Democrats and Republicans have been unable to agree on a permanent arrangement for the fund, forcing through a series of temporary measures instead.
But it's long-term survival of the fund that finances much of the country's highway bridge work and is threatened by the country's success in squeezing more mileage out of a gallon of gas.
The Congressional Budget Office estimates that increased fuel efficiency in cars and trucks will cause the fund, which is 90 percent funded by an excise tax on gasoline, to be running on empty by 2014.
The good news for the fund is that the number of vehicle purchases projected for the next few years is higher than had been anticipated. However, CBO analysts expect any potential revenue gained from an increase in the miles Americans drive in the next few years will "be largely offset by improvements in the fuel economy of vehicles, mainly because of increases in the government's fuel economy standards."<
The impact of better fuel efficiency could be quite significant, according to Jesse Toprak, vice president of market intelligence for TrueCar.com.
Average fuel efficiency in new cars sold improved by 1.6 miles per gallon from 21.4 mpg to 23.2 mpg since February of last year, according to TrueCar's analysis.
Toprak assumes that 14 million new cars will be sold per year, each saving 90 gallons of gas per year. That translates into the government losing out on $231.8 million in gas tax revenue per year.
Even less will be collected as cars and trucks comply with federal clean air requirements in coming years.
"If gas efficiency improves dramatically, we're talking 30 miles per gallon on average or better…there is going to be a point where we can safely assume that the consumers in the U.S. will buy less gas for their cars," Toprak said.
"But arguing against gas mileage improvements is like arguing against finding a cure for childhood cancer. Better gas mileage is better for the overall economy…maybe not for this particular fund," he said.
Toprak said it's not just hybrid and more economical cars that are to blame. "It's the overall improvements in every category and every engine class," he said.
The good news, Toprak said, is that car sales are projected to increase in the next few years.
"Increase in new car sales should more than make up for the improvements in gas efficiency…looking at the next three years or so," he said.

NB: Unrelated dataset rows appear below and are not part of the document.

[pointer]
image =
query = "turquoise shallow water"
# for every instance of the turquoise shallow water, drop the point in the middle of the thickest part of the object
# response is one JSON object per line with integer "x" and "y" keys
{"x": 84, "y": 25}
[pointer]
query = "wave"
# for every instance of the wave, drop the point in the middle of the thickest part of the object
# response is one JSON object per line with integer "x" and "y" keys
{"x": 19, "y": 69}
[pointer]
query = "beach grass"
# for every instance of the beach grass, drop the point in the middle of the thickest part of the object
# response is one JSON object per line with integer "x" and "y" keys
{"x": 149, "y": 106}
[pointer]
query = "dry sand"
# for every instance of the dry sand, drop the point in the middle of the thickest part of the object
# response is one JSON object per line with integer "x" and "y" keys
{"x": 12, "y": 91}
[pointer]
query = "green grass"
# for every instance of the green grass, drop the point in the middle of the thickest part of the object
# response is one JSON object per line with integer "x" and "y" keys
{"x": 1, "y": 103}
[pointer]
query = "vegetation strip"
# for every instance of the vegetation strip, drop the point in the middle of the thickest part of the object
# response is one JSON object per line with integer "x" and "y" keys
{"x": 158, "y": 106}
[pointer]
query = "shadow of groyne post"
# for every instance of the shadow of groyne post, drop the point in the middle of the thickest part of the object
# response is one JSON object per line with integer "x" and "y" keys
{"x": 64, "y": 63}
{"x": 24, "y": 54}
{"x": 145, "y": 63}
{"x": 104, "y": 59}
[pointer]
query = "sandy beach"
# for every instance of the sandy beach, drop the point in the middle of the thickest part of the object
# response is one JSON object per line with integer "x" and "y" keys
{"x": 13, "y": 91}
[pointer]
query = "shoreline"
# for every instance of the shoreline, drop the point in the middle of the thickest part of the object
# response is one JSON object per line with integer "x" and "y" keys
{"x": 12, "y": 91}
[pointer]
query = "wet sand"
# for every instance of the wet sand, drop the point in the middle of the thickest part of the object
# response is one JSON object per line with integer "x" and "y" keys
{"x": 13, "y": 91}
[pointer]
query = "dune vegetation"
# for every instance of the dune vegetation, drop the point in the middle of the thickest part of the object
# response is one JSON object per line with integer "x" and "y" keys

The gas tax, 18.4 cents per gallon, has not been changed since 1993 and does not reflect inflation, so the buying power of those 18.4 cents have decreased over the past 19 years. Of course, a move to increase it would be politically unpopular as presidential candidates grapple with this year's early high gas prices.
Congressional Democrats and Republicans now have 90 more days to hammer out legislation that will fund highway and transportation expenditures before the fund runs out of gas.